Share via


Outliers (SQL Server Data Mining Add-ins)

Outliers wizard in Data Mining ribbon

An outlier means a data value that is problematic for any one of the following reasons:

  • Value is outside the expected range.

  • Data might have been entered incorrectly.

  • Value is missing.

  • Data consists of a space or other null string.

  • Value is accurate, but is so far outside the distribution that it can significantly affect the model.

The Data Mining Client for Excel helps you detect this data, and then update the values or suppress them. For example, you can replace outliers with an arithmetic mean, or you can delete rows that contain potentially wrong values.

Handling Outliers

The Remove Outliers wizard gives you several tools to handle outliers appropriately:

  • First, you can explore the data to better understand the distribution of values and the relationship of the outliers to other data.

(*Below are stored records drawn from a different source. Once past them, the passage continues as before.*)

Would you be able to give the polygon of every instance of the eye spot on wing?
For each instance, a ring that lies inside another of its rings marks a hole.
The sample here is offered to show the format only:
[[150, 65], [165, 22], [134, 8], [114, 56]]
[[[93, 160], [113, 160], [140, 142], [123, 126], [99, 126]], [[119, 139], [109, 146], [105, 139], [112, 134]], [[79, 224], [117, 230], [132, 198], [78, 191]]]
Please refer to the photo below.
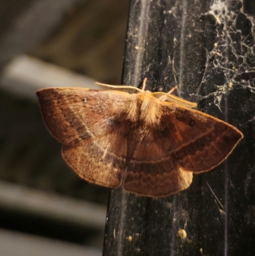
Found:
[[194, 121], [193, 120], [193, 119], [191, 119], [190, 121], [189, 121], [189, 126], [193, 126], [193, 125], [195, 124], [195, 122], [194, 122]]

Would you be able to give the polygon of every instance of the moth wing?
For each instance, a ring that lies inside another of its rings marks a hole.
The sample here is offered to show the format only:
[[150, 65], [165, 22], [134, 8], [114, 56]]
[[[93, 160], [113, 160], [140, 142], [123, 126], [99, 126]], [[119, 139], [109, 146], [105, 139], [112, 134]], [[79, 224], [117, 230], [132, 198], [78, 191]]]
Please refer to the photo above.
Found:
[[133, 149], [127, 151], [127, 191], [163, 197], [187, 188], [193, 172], [218, 165], [243, 137], [225, 122], [176, 104], [162, 103], [159, 114], [159, 123], [147, 132], [142, 125], [138, 128]]
[[[161, 127], [170, 131], [164, 149], [172, 152], [185, 170], [199, 173], [211, 170], [228, 157], [244, 137], [232, 125], [200, 111], [171, 103], [163, 104], [162, 110]], [[157, 130], [157, 134], [163, 142], [164, 131]]]
[[128, 103], [124, 92], [83, 88], [48, 88], [37, 93], [51, 133], [64, 144], [62, 154], [85, 180], [120, 186], [130, 123], [119, 121]]

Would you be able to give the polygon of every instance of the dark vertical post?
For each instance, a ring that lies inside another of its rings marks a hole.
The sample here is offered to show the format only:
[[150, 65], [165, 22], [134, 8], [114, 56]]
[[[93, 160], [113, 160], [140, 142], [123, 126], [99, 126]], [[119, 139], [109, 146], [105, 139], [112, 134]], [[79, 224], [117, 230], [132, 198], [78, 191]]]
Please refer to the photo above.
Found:
[[227, 161], [177, 194], [158, 199], [112, 190], [103, 255], [254, 255], [254, 6], [131, 1], [123, 84], [147, 77], [152, 91], [177, 85], [179, 96], [245, 138]]

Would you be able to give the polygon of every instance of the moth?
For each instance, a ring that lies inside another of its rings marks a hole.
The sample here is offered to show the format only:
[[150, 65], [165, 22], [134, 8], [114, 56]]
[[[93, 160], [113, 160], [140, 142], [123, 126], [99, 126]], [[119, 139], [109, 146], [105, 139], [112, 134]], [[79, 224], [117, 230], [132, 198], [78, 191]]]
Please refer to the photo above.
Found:
[[170, 93], [99, 84], [105, 89], [38, 91], [41, 113], [68, 165], [86, 181], [166, 197], [193, 174], [222, 163], [243, 134]]

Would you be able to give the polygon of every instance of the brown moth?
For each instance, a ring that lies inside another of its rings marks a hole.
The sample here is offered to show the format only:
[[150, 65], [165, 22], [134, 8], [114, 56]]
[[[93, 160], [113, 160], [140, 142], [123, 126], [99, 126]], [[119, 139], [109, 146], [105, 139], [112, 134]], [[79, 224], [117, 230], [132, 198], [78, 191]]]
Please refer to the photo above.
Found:
[[64, 160], [91, 183], [166, 197], [188, 188], [193, 173], [219, 165], [243, 138], [232, 125], [192, 109], [195, 103], [145, 91], [145, 82], [142, 90], [98, 84], [106, 89], [37, 92]]

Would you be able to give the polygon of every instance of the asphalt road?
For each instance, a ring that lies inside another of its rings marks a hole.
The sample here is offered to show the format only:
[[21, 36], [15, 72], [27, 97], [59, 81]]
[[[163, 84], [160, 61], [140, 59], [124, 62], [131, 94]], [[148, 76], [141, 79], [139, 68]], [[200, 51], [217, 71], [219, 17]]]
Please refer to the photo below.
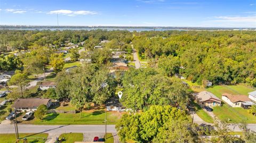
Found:
[[[197, 123], [199, 125], [213, 125], [213, 124], [209, 123], [203, 120], [200, 117], [194, 113], [190, 113], [190, 116], [193, 118], [194, 123]], [[256, 124], [247, 124], [247, 127], [252, 131], [256, 131]], [[238, 124], [230, 124], [228, 125], [228, 128], [231, 131], [235, 132], [242, 131], [241, 129], [239, 128]]]
[[[107, 132], [116, 133], [115, 125], [107, 125]], [[19, 133], [105, 133], [105, 125], [45, 125], [18, 124]], [[14, 124], [0, 124], [0, 133], [15, 133]]]

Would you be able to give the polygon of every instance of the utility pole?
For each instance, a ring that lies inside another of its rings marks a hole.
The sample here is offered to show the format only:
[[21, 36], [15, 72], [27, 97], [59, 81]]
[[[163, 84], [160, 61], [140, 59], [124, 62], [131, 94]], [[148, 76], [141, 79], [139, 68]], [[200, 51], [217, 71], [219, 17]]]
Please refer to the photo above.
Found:
[[17, 133], [16, 138], [18, 139], [19, 138], [19, 131], [18, 130], [17, 117], [16, 116], [16, 109], [15, 108], [14, 108], [14, 117], [15, 117], [15, 122], [14, 122], [15, 132]]
[[105, 141], [107, 140], [107, 106], [105, 110]]
[[59, 26], [59, 16], [58, 16], [58, 13], [57, 13], [57, 25]]

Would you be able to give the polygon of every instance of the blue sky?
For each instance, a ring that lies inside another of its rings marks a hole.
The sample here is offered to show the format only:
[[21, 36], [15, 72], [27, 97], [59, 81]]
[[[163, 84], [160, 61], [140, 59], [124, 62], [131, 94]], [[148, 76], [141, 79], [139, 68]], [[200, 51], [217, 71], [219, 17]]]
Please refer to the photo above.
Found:
[[0, 0], [0, 24], [256, 27], [256, 0]]

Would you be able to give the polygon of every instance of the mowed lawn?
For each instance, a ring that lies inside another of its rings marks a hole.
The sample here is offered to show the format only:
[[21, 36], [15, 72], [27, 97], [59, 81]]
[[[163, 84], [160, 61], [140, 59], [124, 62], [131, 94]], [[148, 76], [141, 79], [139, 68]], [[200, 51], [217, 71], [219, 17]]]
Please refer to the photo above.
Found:
[[61, 141], [63, 143], [74, 143], [75, 141], [82, 141], [84, 139], [84, 136], [82, 133], [69, 133], [61, 134], [60, 139], [65, 138], [65, 141]]
[[[25, 138], [28, 143], [43, 143], [46, 140], [47, 133], [19, 133], [20, 138]], [[0, 142], [13, 143], [16, 142], [15, 133], [0, 134]]]
[[213, 123], [213, 119], [205, 112], [199, 105], [194, 102], [192, 104], [193, 106], [196, 107], [196, 113], [198, 116], [207, 123]]
[[[206, 90], [221, 99], [221, 94], [223, 93], [248, 95], [248, 92], [255, 90], [255, 89], [243, 85], [237, 85], [215, 86]], [[213, 113], [219, 119], [229, 121], [230, 123], [237, 123], [245, 121], [248, 123], [256, 123], [256, 116], [249, 113], [249, 110], [242, 107], [231, 107], [226, 103], [222, 103], [222, 106], [213, 107]]]
[[105, 143], [114, 143], [114, 137], [111, 133], [107, 133]]
[[[51, 113], [46, 115], [43, 121], [35, 119], [31, 121], [34, 124], [67, 125], [67, 124], [104, 124], [105, 111], [84, 111], [80, 118], [80, 113]], [[121, 114], [114, 111], [107, 112], [107, 123], [115, 124], [121, 117]]]

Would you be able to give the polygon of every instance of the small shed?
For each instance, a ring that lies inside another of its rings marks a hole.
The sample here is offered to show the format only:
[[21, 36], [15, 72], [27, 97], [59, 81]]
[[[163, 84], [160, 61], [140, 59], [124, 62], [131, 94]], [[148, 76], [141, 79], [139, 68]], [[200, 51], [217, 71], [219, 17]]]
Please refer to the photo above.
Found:
[[47, 90], [51, 88], [56, 88], [56, 84], [53, 81], [45, 81], [39, 85], [39, 88], [42, 90]]
[[107, 111], [124, 111], [125, 107], [123, 106], [117, 98], [111, 98], [106, 102]]

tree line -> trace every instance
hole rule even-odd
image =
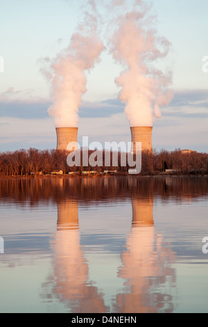
[[[93,153],[89,151],[89,157]],[[63,174],[74,172],[82,174],[83,171],[94,170],[98,173],[106,170],[116,172],[117,174],[128,174],[132,167],[123,167],[121,154],[118,154],[118,166],[102,167],[81,166],[69,167],[67,162],[69,152],[58,150],[40,150],[31,148],[15,152],[0,152],[0,176],[30,176],[40,174],[50,175],[53,172],[62,170]],[[111,152],[111,163],[114,153]],[[126,154],[127,155],[127,154]],[[82,157],[82,156],[81,156]],[[126,161],[128,163],[128,160]],[[144,152],[142,153],[141,175],[157,175],[165,173],[167,170],[174,175],[207,175],[208,154],[193,152],[183,153],[180,150],[168,152],[162,150],[159,152]]]

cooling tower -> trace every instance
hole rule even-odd
[[[61,127],[56,128],[57,134],[57,150],[67,150],[67,145],[70,143],[74,143],[72,151],[77,149],[77,127]]]
[[[133,143],[132,152],[136,152],[137,142],[141,143],[141,151],[150,151],[153,152],[153,127],[131,127],[131,133]]]

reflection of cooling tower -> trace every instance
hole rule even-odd
[[[133,152],[136,152],[136,143],[141,142],[142,151],[153,152],[152,133],[153,127],[131,127]]]
[[[132,212],[134,226],[153,226],[153,198],[146,200],[132,198]]]
[[[74,143],[71,147],[72,151],[77,149],[77,127],[57,128],[57,150],[67,150],[67,145],[70,143]]]
[[[78,229],[78,203],[77,200],[58,203],[58,229],[62,230]]]

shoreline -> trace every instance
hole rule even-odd
[[[85,174],[82,175],[15,175],[15,176],[0,176],[1,180],[12,180],[12,179],[17,179],[17,178],[22,178],[22,179],[44,179],[44,178],[52,178],[52,179],[58,179],[58,178],[69,178],[69,179],[83,179],[83,178],[110,178],[110,177],[130,177],[130,178],[145,178],[145,177],[208,177],[208,175],[205,174],[196,174],[196,175],[177,175],[177,174],[167,174],[167,173],[160,173],[160,174],[155,174],[155,175],[130,175],[130,174]]]

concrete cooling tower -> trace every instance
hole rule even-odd
[[[141,151],[153,152],[152,133],[153,127],[131,127],[132,142],[133,149],[132,152],[136,152],[137,142],[141,143]]]
[[[73,143],[74,146],[71,150],[77,150],[77,127],[61,127],[56,128],[57,134],[57,150],[67,150],[67,145],[70,143]]]

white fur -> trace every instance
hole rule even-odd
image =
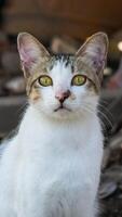
[[[18,133],[3,150],[0,217],[96,214],[103,156],[97,97],[85,85],[71,87],[72,75],[68,71],[63,63],[52,69],[54,86],[40,88],[40,101],[30,102]],[[74,100],[65,101],[71,112],[55,113],[55,92],[67,88],[76,95]]]

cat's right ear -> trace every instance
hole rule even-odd
[[[17,49],[21,58],[22,69],[28,78],[32,74],[33,65],[39,61],[50,58],[49,51],[30,34],[21,33],[17,37]]]

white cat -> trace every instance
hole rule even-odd
[[[0,217],[94,217],[103,157],[98,93],[108,39],[93,35],[74,55],[51,55],[18,36],[28,108],[2,144]]]

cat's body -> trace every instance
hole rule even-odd
[[[60,76],[55,76],[57,69]],[[3,149],[0,217],[94,217],[96,214],[103,157],[103,133],[96,111],[98,97],[95,90],[87,92],[87,88],[92,89],[89,84],[72,87],[73,94],[69,95],[66,87],[72,76],[70,69],[70,64],[56,60],[50,71],[58,93],[56,101],[51,87],[49,90],[43,87],[42,106],[39,87],[35,87],[33,94],[30,93],[32,103],[18,132]],[[79,79],[73,82],[79,84]]]

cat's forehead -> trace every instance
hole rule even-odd
[[[54,54],[51,59],[50,71],[55,68],[65,68],[70,69],[70,73],[73,73],[74,67],[74,55],[73,54]]]

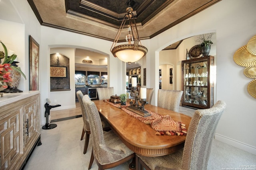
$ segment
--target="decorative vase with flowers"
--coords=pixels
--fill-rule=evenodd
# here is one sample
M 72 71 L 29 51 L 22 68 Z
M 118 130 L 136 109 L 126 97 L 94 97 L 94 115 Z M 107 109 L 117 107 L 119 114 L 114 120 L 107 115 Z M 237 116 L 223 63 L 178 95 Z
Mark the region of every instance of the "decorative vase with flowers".
M 4 52 L 0 51 L 0 87 L 6 88 L 1 92 L 22 92 L 22 91 L 17 89 L 17 86 L 20 79 L 20 75 L 22 75 L 25 79 L 26 78 L 20 68 L 16 64 L 18 62 L 14 61 L 17 55 L 13 54 L 8 56 L 6 47 L 2 41 L 0 42 L 4 50 Z
M 214 33 L 208 33 L 199 35 L 196 41 L 200 43 L 201 49 L 204 57 L 208 56 L 211 50 L 211 45 L 213 43 L 212 41 L 212 37 Z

    For example, you can use the Explore Data task to review and fix the values. The Remove Outliers wizard also displays a graph, either a line or a bar chart, to help you understand the distribution of all values.

  • Next, you can use the Outliers wizard to remove or change outliers. The method that you use depends on whether the values are discrete or continuous.

    The wizard displays discrete values in a bar chart, where each bar represents a specific value, and the height of the bar indicates the number of cases for each value. By sliding the threshold control on the chart, you can cut off bars that represent groups of extreme or potentially bad values.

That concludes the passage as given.